Adams enumerated many persons who had been part of the progress — from Darryl Smalls, hospital engineering and maintenance director, to Rodney S. Miller Sr., chief executive officer. She said that Miller was "always by my side" in overcoming obstacles. She especially mentioned professor Ophelia Torres, who designed the curriculum.
She also thanked the two senators present — Douglas R. Canton Jr., who chairs the Legislature's Health, Hospitals and Human Services Committee, and Adlah "Foncie" Donastorg, Finance Committee chair — for their "full cooperation" from the start. Donastorg later kiddingly wondered if Adams had used hypnosis.
Program director and lead instructor Yulanda Faison spoke next. Fiddling with the mike, she mouthed "Whew!" It wasn't clear whether that was a comment on her nervousness or her sense of accomplishment.
The students in this pilot class, Faison said proudly, "are the learning curve." She introduced the teaching staff: Celestine Belsejet, charge nurse in Labor and Delivery; Susannah Brin, former chief pharmacist; Lillia King, laboratory head; and Evelyn McLaughlin, retired director of nursing at Schneider and, formerly, nursing director at Knud Hansen Hospital and interim Schneider Hospital CEO.
Recalling Harriet Tubman as the "Black Moses," Faison said Adams should be designated "the female Moses."
Words of wisdom came from several with the credentials to offer them:
– Winifred Garfield, registered nurse, task force member and head of the Board of Nurse Licensure, told the students, "Young ladies and Mr.
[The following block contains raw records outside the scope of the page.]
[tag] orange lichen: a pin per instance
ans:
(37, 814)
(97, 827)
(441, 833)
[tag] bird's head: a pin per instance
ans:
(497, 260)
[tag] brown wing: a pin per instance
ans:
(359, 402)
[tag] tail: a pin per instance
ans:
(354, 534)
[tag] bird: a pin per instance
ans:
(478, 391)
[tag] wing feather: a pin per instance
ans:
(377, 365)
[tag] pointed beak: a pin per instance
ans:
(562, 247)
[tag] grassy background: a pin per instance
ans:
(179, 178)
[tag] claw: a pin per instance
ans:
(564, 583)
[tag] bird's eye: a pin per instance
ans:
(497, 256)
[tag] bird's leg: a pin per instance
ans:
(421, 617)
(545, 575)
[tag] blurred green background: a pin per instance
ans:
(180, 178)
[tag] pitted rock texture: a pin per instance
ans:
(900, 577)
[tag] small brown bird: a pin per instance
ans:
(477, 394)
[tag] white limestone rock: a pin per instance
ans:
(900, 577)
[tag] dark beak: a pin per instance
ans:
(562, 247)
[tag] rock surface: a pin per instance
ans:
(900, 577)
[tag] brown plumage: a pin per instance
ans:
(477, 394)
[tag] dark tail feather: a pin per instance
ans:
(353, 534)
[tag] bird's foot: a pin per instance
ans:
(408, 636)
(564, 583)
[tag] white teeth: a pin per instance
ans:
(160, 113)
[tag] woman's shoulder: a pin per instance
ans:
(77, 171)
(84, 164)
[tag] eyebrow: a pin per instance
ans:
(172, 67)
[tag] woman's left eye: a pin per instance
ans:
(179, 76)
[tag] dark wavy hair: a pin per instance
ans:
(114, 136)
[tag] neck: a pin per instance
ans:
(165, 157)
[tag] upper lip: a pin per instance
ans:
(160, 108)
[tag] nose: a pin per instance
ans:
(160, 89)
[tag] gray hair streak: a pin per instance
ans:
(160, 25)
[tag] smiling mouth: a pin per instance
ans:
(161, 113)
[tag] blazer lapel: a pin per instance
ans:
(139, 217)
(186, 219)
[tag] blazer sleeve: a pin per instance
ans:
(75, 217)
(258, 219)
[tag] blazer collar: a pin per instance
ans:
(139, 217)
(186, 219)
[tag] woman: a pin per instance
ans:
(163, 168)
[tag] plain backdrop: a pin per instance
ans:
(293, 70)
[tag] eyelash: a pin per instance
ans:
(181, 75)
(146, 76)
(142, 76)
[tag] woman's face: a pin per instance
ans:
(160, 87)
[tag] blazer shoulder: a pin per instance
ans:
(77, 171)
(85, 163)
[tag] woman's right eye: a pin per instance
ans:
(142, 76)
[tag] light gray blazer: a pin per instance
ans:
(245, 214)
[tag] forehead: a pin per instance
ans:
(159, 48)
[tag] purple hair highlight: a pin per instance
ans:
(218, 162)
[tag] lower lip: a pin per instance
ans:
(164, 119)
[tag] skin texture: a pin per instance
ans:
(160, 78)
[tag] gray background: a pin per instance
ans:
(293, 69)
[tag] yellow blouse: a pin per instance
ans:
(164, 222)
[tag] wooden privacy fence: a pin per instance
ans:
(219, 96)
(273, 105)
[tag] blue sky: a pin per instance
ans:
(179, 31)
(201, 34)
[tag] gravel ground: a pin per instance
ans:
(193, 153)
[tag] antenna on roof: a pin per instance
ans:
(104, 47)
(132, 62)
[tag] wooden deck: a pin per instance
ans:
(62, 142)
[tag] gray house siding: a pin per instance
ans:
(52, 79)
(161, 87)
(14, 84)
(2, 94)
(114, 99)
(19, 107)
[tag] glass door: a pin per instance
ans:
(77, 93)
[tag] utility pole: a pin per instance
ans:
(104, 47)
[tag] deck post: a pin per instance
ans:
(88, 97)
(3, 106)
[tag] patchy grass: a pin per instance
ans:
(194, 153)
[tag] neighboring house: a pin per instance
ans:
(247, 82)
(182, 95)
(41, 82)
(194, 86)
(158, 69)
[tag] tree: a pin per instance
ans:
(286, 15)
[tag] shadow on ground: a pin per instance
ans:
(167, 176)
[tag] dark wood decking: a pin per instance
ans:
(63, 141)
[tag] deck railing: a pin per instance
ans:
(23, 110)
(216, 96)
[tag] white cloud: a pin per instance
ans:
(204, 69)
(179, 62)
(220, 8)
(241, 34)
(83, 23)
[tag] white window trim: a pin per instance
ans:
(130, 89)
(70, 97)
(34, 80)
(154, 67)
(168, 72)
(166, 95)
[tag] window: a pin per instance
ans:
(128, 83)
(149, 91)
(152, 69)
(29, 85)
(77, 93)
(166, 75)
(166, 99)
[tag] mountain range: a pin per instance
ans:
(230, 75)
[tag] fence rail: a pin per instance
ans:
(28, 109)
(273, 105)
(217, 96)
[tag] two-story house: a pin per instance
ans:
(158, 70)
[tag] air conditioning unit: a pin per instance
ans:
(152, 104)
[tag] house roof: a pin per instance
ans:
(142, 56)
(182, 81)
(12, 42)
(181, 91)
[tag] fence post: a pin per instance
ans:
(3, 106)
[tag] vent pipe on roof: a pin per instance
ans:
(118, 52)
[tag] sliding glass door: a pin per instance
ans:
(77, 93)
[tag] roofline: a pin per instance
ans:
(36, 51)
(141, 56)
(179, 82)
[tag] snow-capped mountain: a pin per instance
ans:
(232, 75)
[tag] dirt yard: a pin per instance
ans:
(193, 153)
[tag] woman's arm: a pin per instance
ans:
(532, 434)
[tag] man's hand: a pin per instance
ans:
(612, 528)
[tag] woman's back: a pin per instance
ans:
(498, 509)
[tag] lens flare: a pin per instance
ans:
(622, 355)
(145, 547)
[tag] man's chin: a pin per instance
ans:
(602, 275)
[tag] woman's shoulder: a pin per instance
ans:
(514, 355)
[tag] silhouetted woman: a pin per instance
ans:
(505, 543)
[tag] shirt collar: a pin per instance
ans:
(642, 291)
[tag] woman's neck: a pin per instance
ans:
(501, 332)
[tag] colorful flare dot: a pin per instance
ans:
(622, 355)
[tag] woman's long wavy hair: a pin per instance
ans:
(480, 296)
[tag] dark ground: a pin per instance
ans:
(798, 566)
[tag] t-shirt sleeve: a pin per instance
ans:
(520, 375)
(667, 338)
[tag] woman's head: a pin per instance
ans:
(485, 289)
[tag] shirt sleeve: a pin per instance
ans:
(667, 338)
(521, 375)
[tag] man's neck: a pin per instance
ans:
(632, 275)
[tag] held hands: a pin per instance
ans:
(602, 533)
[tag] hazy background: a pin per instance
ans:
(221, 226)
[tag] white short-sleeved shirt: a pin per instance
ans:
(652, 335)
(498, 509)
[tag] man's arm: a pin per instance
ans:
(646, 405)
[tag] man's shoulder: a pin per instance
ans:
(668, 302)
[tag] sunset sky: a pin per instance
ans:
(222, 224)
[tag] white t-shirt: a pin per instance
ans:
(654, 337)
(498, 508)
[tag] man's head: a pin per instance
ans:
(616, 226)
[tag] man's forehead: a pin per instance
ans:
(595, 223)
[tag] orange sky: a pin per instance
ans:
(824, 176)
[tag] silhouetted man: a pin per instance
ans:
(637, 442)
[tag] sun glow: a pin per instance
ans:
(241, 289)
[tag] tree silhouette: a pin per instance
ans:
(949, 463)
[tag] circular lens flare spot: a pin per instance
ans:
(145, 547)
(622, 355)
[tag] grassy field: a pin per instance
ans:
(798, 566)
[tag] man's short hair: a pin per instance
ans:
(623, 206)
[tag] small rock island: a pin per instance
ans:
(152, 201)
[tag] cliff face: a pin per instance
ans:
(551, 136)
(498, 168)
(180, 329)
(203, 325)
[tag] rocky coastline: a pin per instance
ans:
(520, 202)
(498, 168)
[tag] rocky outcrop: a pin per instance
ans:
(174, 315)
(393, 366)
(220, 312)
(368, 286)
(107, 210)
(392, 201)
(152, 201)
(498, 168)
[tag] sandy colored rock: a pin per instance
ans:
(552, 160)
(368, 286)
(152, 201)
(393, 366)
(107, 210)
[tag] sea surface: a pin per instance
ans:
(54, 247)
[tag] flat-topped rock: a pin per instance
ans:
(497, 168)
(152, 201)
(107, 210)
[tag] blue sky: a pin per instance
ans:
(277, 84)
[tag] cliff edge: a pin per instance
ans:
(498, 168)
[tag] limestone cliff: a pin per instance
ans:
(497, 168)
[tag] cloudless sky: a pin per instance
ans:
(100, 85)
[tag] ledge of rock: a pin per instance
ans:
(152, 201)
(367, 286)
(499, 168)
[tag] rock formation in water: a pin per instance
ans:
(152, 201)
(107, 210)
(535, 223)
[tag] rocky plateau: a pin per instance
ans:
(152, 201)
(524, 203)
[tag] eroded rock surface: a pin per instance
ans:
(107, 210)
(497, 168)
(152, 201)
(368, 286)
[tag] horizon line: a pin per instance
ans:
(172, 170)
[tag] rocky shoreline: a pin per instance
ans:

Gentleman, wear your caps with pride." Her remark included Patrick Robinson, the lone male in the class.
– Miller said, "Stay away from dreamkillers and naysayers."
He also had praise for Adams, noting, "We are alike; we like to get the job done, and that, I think, is why we work so well together." Also singling out Robinson (and receiving the most applause of the evening), he said the community must encourage its young men to seek work in health-care professions.
– Dr. Alfred O. Heath, observing that success comes from "the educated life," told the students that ahead of them lie "successive valleys of unsettling problems requiring perseverance and persistence." The final suggestion from this medical professional and community Renaissance man: "Learn the value of time" and how to manage it.
Class president Beverly Berry promised, "We'll come before you nine months from now not just nurses but respectable, very well-educated and topnotch nurses."
Participants and, in parentheses, their mentors were: Sophia Allen (Norma Robinson), Beverly Berry (Winifred Garfield), Kris Callwood (Margaret Colbourne), Tahima Colborne (Margaret Colborne), Morven Evelyn (Petronella Evelyn), Joanne Hanley-Smith (Verna Petersen), Annette James (Genevieve Donovan), Eyshtar Mollah (Carl Sam), Patrick Robinson (June A. Adams), Linda C. Smith (Meslyn Baron), Martina Tavanier (June A. Adams), Agnes Thomas (Gloria Carter) and Adrianna Watley (Noreen Fletcher).